Senior Fellow at Brookings Institute Says Global Insurance Pool Would Reduce Financial Risks

According to Eswar Prasad, a senior fellow at Brookings Institution and a professor at Cornell University, countries around the world should establish an “insurance pool” to lower the risks caused by emerging-market countries’ hoarding of foreign exchange reserves.

Published on August 29, 2011

“Given the deteriorating public debt trajectories of reserve currency economic areas, the long-term risk on emerging markets’ external balance sheets is shifting to the asset side,” Prasad, a former head of the China division at the International Monetary Fund, said in a paper presented today to the Federal Reserve’s annual symposium in Jackson Hole, Wyoming.

“These countries may be forced to rethink the notion of advanced economy sovereign assets as being ‘safe’ assets, although they are certainly highly liquid,” Prasad said. The U.S. this month lost its top AAA credit rating from Standard & Poor’s.

Under the proposal, a country would “pay a modest entry fee” of up to $10 billion, and an annual premium for “insurance that it could call upon in the event of a crisis,” the paper said. The cost would depend on both the level of insurance and “the quality of a country’s policies,” which would “strengthen moral suasion and get a country to at least partially internalize the effects of its own policies on global risks,” Prasad said.

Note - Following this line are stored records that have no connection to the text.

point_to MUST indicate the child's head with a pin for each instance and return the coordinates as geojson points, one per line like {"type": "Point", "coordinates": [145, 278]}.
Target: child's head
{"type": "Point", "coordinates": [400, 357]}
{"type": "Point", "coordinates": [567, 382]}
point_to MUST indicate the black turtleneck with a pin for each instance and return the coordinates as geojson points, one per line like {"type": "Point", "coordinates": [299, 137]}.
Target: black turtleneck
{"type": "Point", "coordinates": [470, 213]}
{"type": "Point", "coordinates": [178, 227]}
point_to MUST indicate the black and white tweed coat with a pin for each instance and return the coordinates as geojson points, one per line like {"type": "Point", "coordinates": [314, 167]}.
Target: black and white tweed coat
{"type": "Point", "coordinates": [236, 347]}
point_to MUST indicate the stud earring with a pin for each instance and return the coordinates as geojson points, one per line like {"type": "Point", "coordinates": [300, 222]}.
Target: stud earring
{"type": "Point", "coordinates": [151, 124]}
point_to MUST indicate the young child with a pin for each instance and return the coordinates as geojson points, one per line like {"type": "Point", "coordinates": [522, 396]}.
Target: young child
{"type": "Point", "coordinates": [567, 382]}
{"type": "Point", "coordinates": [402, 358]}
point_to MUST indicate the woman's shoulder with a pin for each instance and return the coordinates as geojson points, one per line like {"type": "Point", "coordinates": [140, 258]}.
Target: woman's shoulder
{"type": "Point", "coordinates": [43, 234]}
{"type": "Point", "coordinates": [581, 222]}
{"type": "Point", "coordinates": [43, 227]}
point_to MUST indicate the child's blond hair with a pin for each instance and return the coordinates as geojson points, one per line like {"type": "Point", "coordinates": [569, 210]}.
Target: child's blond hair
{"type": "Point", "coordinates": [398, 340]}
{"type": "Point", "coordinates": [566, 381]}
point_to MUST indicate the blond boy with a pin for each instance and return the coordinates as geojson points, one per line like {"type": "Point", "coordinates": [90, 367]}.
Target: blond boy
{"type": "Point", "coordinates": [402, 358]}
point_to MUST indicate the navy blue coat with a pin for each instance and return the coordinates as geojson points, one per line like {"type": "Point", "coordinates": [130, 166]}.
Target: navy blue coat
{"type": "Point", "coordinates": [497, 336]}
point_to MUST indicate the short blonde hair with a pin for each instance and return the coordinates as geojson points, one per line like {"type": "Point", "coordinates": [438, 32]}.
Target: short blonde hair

The premiums would be used to buy a portfolio of government bonds from the U.S, Europe and Japan, with central banks from those areas “obliged to backstop the pool’s lines of credit,” the paper said.

Bond Holdings

Emerging market nations’ accumulation of developed countries’ bonds “allows advanced economies to get easy financing for their fiscal profligacy,” Prasad said. The size of their stakes also caused concern during the crisis that “financial markets could be further destabilized” if they dumped their holdings of Treasuries, he said.

“Thus, in many ways, massive reserve accumulation makes those reserves less valuable at a time of global crisis and in fact reduces the value of insurance as it heightens global risks,” Prasad said.